On the road with The Roadless Trip... Birmingham
The Roadless Trip by Sarah Woods toured around various community groups in and around Birmingham, from 25-27 June. Sarah Woods gives her account of this leg of the journey here:
As a Midlander by birth, it’s always good to come back. The landscape feels familiar, as does that odd sense of identity the Midlands has developed by being the place that Southerners say is in the north and Northerners say is in the south. With neither the bravado of the north or the assurance of the south, there’s something lovely about the down-to-earth acceptance of the Midlands. I lived in Birmingham for a number of years in my twenties, and had one of my first plays on at Birmingham REP, so I also have a huge soft spot for the city.
One of the brilliant things about The Roadless Trip community tour, is that we take the show to community groups in their own spaces. We get to visit people on their own turf and see what it is they get up to. Our Birmingham tour took us to a really diverse range of community centres, support groups and housing projects – all with their own versions of the present – and hence the future.
While we have a sense of where we’re going with each performance – who we’ll be meeting and what their group is about, it’s always also a complete surprise. When we arrive.
We were treated with huge, characteristic warmth in Birmingham, never doing a get-in or get-out unaided.
We were also fed wherever we went. The AB+ HIV support centre laid on a Fareshare buffet – while we had a Fish and Chip Supper and Quiz night at Perry Common Community Centre, and a homemade, homegrown lunch at Kingstanding Community Food Project.
I learnt a huge amount, as I always do, from the people who talked to us after the shows. We talked a lot about change: how we deal with complex, world-shifting change in our own lives – and what lessons it gives us in dealing with complex global issues.

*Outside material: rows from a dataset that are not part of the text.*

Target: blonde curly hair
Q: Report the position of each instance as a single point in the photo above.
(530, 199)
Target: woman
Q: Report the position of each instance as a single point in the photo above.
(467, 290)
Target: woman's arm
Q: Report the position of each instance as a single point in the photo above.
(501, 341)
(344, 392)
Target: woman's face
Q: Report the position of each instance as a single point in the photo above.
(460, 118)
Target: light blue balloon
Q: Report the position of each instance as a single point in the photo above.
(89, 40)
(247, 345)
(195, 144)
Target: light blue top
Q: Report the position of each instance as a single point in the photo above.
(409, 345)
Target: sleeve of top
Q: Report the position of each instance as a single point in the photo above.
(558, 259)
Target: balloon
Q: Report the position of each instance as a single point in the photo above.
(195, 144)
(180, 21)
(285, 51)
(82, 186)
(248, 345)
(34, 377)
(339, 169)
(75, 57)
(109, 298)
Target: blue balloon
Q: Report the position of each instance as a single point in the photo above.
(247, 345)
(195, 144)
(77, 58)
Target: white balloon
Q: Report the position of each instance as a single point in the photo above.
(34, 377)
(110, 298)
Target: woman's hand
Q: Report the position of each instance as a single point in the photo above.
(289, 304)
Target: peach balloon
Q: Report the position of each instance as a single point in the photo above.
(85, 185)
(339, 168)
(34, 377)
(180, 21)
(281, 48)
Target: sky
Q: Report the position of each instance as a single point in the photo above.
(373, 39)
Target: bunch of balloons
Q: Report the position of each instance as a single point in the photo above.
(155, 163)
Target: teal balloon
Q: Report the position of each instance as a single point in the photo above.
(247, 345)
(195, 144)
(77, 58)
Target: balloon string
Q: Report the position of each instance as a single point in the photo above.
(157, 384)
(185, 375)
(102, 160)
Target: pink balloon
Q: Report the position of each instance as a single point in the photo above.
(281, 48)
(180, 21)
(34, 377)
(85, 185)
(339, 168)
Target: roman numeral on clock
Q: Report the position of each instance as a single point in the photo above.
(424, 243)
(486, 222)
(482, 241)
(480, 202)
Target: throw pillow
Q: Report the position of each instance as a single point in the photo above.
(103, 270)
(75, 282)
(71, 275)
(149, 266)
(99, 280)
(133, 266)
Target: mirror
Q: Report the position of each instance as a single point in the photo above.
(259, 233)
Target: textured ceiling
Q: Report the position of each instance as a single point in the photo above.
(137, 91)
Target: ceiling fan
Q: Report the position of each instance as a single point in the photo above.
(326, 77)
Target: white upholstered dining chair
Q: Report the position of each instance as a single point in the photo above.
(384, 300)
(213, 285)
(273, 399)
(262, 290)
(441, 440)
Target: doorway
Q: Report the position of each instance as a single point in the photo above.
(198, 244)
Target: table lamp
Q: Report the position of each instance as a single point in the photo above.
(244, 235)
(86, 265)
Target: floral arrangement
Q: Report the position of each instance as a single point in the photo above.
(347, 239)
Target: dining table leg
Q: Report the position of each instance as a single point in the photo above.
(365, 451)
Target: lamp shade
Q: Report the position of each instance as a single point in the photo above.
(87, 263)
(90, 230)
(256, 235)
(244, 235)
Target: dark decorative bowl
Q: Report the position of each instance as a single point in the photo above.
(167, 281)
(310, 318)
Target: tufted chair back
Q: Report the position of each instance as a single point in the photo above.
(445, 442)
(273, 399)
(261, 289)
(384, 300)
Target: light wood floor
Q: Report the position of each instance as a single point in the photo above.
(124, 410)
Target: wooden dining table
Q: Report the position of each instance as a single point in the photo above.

It reminded me, once again, that we are all of us experts. All of us carry within us life lessons that, if we’re lucky, we can tell as stories to help create a future that has at least learnt some of what the past has taught us.
While Aberystwyth saw John mount his own personal (accidental) badger cull and get a parking ticket, in Birmingham John was ILL. So much so that he missed his fish and chip supper. By the time we got to our final gig at the YMCA, he needed a little bit of a lie down.